Todo empezó con mi abuelo.

Como todos saben, somos propietarios del bar Milflores y fue él su primer dueño.

Cuenta mi abuela que mi pobre abuelo había estado enfermo desde pequeño, tenía altas y bajas en su estado de ánimo según la temporada del año en que se encontraran. Los inviernos solían estar acompañados de una mayor actividad y energía que en primavera, cuando podía llegar a pasar días acostado en cama sin hacer otra cosa más que lamentarse.

Desde su adolescencia había sido diagnosticado y tratado diligentemente, por lo que su enfermedad se encontraba mayormente bajo control. Sin embargo, a veces algunos estresantes podían llegar a causar pequeñas crisis con potencial de crecer y convertirse en una situación muy peligrosa.

Cuento esto como forma de argumentar que lo que sucedió no tenía razón lógica de ser.

Mi abuelo acababa de pasar una temporada medicado y vigilado por una rutinaria crisis de manía durante las fiestas de Navidad. Llevaba un mes y medio tranquilo, completamente estable y había regresado al trabajo en el bar. Dicen que todo iba viento en popa, no había ni un solo indicio de que se le fuese la olla una vez más en esa época.

Hasta que regresó a casa pálido como sábana blanca y tan nervioso como una gelatina.

—¿Has visto un fantasma? —preguntó mi abuela de broma y tras la respuesta negativa de su esposo, lo dejó pasar. O eso le hizo creer.

Esa fue la primera noche en que mi abuelo despertó a todo el vecindario con fuertes gritos en sueños.
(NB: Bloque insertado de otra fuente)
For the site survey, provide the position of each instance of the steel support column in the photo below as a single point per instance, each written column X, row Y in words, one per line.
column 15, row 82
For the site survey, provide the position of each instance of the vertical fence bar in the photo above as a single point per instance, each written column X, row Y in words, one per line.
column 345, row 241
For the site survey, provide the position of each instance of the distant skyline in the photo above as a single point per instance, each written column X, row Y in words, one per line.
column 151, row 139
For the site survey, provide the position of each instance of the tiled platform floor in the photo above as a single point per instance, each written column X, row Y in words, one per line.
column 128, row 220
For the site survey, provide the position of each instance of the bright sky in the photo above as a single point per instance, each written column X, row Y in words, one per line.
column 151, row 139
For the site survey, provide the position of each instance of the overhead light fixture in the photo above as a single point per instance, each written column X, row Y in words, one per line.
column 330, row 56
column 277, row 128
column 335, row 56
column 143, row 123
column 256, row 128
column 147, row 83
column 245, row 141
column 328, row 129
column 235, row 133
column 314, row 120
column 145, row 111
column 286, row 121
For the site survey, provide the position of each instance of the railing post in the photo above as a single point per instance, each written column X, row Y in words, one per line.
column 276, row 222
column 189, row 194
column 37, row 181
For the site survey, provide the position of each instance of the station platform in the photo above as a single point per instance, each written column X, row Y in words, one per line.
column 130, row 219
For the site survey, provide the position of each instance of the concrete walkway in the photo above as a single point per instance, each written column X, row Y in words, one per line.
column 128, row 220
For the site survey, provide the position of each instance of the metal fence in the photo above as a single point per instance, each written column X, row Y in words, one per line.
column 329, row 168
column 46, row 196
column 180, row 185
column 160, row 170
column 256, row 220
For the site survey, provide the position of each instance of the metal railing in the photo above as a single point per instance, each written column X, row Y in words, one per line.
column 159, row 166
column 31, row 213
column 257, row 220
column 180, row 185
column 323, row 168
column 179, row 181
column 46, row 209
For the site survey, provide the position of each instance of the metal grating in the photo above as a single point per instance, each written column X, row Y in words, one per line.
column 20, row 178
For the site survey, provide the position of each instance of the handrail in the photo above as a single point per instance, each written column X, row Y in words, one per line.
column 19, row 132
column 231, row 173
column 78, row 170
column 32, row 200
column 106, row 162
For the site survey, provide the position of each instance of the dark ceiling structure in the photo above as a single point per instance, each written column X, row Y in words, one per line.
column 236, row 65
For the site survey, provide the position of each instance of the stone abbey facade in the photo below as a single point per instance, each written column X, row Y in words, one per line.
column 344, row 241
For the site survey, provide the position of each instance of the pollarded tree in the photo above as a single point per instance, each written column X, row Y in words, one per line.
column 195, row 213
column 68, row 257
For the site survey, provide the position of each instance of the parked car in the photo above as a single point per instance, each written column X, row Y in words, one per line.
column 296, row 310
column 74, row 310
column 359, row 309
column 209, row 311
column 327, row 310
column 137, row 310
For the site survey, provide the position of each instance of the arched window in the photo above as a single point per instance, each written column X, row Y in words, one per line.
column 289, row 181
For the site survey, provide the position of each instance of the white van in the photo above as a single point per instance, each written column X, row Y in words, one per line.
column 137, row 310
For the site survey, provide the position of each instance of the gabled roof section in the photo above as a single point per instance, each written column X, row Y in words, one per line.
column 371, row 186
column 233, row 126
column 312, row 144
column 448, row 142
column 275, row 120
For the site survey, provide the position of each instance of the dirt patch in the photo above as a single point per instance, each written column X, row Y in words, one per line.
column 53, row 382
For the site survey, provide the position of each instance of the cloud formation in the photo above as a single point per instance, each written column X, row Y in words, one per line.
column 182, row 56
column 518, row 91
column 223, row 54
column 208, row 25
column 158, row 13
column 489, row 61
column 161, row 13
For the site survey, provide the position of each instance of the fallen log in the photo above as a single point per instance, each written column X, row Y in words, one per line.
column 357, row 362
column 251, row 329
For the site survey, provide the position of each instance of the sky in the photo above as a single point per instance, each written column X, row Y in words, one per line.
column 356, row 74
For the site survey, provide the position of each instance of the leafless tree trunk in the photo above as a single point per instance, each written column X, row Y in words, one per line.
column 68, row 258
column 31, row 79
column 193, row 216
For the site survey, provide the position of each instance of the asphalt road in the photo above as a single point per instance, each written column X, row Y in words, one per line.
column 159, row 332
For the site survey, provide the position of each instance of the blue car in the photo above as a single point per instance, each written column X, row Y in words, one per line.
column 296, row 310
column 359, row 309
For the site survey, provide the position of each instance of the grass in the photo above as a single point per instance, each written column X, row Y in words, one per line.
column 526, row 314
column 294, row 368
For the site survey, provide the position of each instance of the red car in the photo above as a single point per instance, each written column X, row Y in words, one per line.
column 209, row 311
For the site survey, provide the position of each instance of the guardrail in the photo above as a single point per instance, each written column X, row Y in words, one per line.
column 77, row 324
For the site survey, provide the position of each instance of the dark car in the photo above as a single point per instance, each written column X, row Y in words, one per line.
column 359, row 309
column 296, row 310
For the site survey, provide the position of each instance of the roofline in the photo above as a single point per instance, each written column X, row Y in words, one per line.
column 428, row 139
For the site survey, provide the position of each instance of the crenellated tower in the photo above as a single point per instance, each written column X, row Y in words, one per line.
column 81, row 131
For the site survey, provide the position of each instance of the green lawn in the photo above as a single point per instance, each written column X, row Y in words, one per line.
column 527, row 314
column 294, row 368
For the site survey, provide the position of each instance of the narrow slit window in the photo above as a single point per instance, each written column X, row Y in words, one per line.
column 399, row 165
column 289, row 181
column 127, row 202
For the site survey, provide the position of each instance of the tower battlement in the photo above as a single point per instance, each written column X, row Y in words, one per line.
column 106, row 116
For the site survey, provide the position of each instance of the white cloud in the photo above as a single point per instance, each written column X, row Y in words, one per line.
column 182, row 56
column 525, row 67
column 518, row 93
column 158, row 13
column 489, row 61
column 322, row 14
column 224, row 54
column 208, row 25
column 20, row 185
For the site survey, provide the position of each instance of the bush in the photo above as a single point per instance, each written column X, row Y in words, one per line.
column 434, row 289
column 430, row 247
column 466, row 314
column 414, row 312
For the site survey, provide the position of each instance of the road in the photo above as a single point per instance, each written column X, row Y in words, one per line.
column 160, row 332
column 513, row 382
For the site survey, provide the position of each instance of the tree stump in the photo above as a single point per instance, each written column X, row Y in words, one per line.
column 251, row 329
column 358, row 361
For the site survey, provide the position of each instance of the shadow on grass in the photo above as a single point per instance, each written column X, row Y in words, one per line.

Al despertar contó a su esposa que había soñado con que una entidad extraña entraba a su habitación, tomaba asiento en la silla frente a la cama y lo observaba atentamente. Luego, tras un falso despertar, volvía a ver la silueta en el mismo lugar. Se decía a si mismo que era un sueño y volvía a despertar, solo para encontrarse al ente en esa exacta posición.

No pudo recuperar el sueño después de eso y con buen motivo.

La segunda noche mi abuela se despertó gracias a los gritos y delirios de su esposo, quien intentaba mantener cerrada la puerta de su habitación, empujando inútilmente con todo el cuerpo la madera como si alguien lo forzara en dirección contraria.

—No hay nadie ahí, vuelve a dormir —le dijo desde la cama y le hizo regresar a las cobijas.

Lo siguiente fue una serie de erráticos actos de alguien con pánico y delirio de persecución. Mi abuelo dejó de dormir, rara vez se quedaba solo, buscaba compañía en todo momento y recurrentemente se encontraba mirando a su alrededor con miedo y sospecha, antes de dormir revisaba la casa, el entorno, hasta debajo de la cama y los armarios. Se quedaba dormido un par de horas y se despertaba gritando justo como ya empezaba a ser rutina.

Mi abuela, preocupada, acudió a su psiquiatra y ambos decidieron que se trataba de una crisis de psicosis, lo mejor era mantenerlo ingresado hasta estabilizarlo.

En ese entonces, mi madre ya había nacido y contaba con un par de años, y como mi abuela trabajaba también en el bar y en otros asuntos de su propio interés, contaba con la compañía de Petra, una joven de pueblo que le cuidaba a su hija y se ocupaba de otras tareas de la casa.

Mientras mi abuelo no estaba, las tres decidieron dormir en una misma habitación. En realidad, fue idea de Petra, porque decía que escuchaba ruidos extraños provenientes del cuarto de mi madre en la madrugada y temía que no estuviese completamente a salvo. Mi abuela, bruja a más no poder, tomó esas palabras con mucha más importancia que las de una simple joven con exceso de imaginación.